Ethics & Public Policy Center

Gingerbread Man, The

Published in EPPC Online on February 1, 1998



The Gingerbread Man, directed by Robert Altman from a story by John Grisham is a kind of cross between Deliverance and Fatal Attraction—that is a meditation on how bad things happen to nice yuppies when they fall victim to wily backwoodsmen or “white trash tramps” or various sorts of throwbacks still lurking around the edges of their soft, liberal good intentions. Favored for the part of atavistic reminders of what liberal middle America’s moral progress—towards tolerance, trust, compassion, non-violence and general as well as sexual liberality—is supposed to have left behind are bogeymen like the excellent Mr Robert Duvall, doing one of his crazy hillbilly numbers.

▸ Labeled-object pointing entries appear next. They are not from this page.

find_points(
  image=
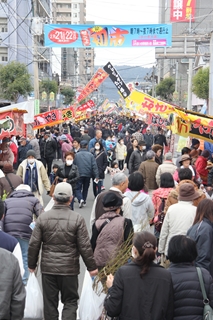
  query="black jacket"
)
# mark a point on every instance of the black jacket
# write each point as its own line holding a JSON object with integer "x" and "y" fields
{"x": 72, "y": 176}
{"x": 160, "y": 139}
{"x": 101, "y": 160}
{"x": 149, "y": 139}
{"x": 188, "y": 300}
{"x": 86, "y": 164}
{"x": 135, "y": 160}
{"x": 48, "y": 148}
{"x": 134, "y": 298}
{"x": 22, "y": 152}
{"x": 202, "y": 234}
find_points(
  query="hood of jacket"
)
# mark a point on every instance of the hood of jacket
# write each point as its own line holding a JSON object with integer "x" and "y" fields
{"x": 21, "y": 194}
{"x": 139, "y": 200}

Yet the movie never quite manages to scare us as both Deliverance and Fatal Attraction did.

For one thing, the plot is too unbelievable. I cannot reveal too much of it without spoiling the enjoyment of those who may want to ignore my recommendation and see the movie anyway, but this hesitancy is pro forma. I would be disappointed in my readers if they could not see the ending coming a long way before the end. As so often in these cases, we are asked to believe, on the one hand, that someone is a certifiable lunatic and carpet chewer and, on the other hand, that he has amazing powers of guile and resourcefulness to disrupt the lives of ostensibly intelligent people to whom he has taken an irrational dislike. The irrationality and the weird, almost superhuman powers are both necessary to confer on the avenging hillbilly, especially if he is associated—as he almost invariably is and is again here—with religious belief in the form of some bizarre cult or other.

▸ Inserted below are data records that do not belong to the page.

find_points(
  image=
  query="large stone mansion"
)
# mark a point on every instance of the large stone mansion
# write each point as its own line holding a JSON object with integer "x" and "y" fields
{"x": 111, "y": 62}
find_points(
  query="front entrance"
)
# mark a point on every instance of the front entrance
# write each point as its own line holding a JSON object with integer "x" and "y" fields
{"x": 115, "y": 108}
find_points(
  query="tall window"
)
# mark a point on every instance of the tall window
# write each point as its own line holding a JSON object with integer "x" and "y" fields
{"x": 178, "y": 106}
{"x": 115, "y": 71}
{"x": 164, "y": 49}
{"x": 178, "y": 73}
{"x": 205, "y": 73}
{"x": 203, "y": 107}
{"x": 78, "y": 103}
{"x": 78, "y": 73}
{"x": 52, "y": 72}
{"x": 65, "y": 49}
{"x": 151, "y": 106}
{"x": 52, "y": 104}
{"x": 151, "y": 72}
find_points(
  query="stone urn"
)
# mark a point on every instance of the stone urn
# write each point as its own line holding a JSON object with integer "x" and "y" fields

I should add that there is also an essential piece of information which is, I think, unfairly withheld from the audience, though once revealed it completely gives the game away. Anybody can construct a thriller simply by not telling the audience relevant facts. The art of the genre is to reveal the facts and let the audience try (unsuccessfully, of course) to put them together in such a way as to reach the right conclusion. I also objected to the film’s raising the issue of tension between the police and a sharp defense attorney who has recently been defending a criminal who has shot a policeman. Suddenly the attorney himself needs police protection, or finds himself in a position to defend himself as the shot cop had done, and the police won’t help him. This is an interesting idea, but it is raised only to be dropped again almost immediately, and it has no bearing on the denouement.

Kenneth Branagh, who is often a splendid actor (usually when he is not directing himself), does a fine job with the lawyer, Rick Magruder, catching just the right mix of seediness, corruption and decency. He does the Savannah accent—to my ear—flawlessly and even manages that hitherto almost completely unmastered shibboleth of Americanisms for transplanted Britons, the double d in “goddamn.” Embeth Davidtz, by contrast, seems not quite up to the job of the white trash tramp, Mallory Doss, perhaps feeling a bit overawed by Branagh’s high-power star-turn opposite her. Famke Janssen may be miscast as Branagh’s ex-wife—it is hard to tell because she has so little to do—but Darryl Hannah is definitely wasted in the role of Rick’s legal factotum, Lois. Mr Duvall, Robert Downey Jr and Tom Berenger in supporting roles all do competent and workmanlike jobs of impersonating Messrs Duvall, Downey Jr. and Berenger respectively.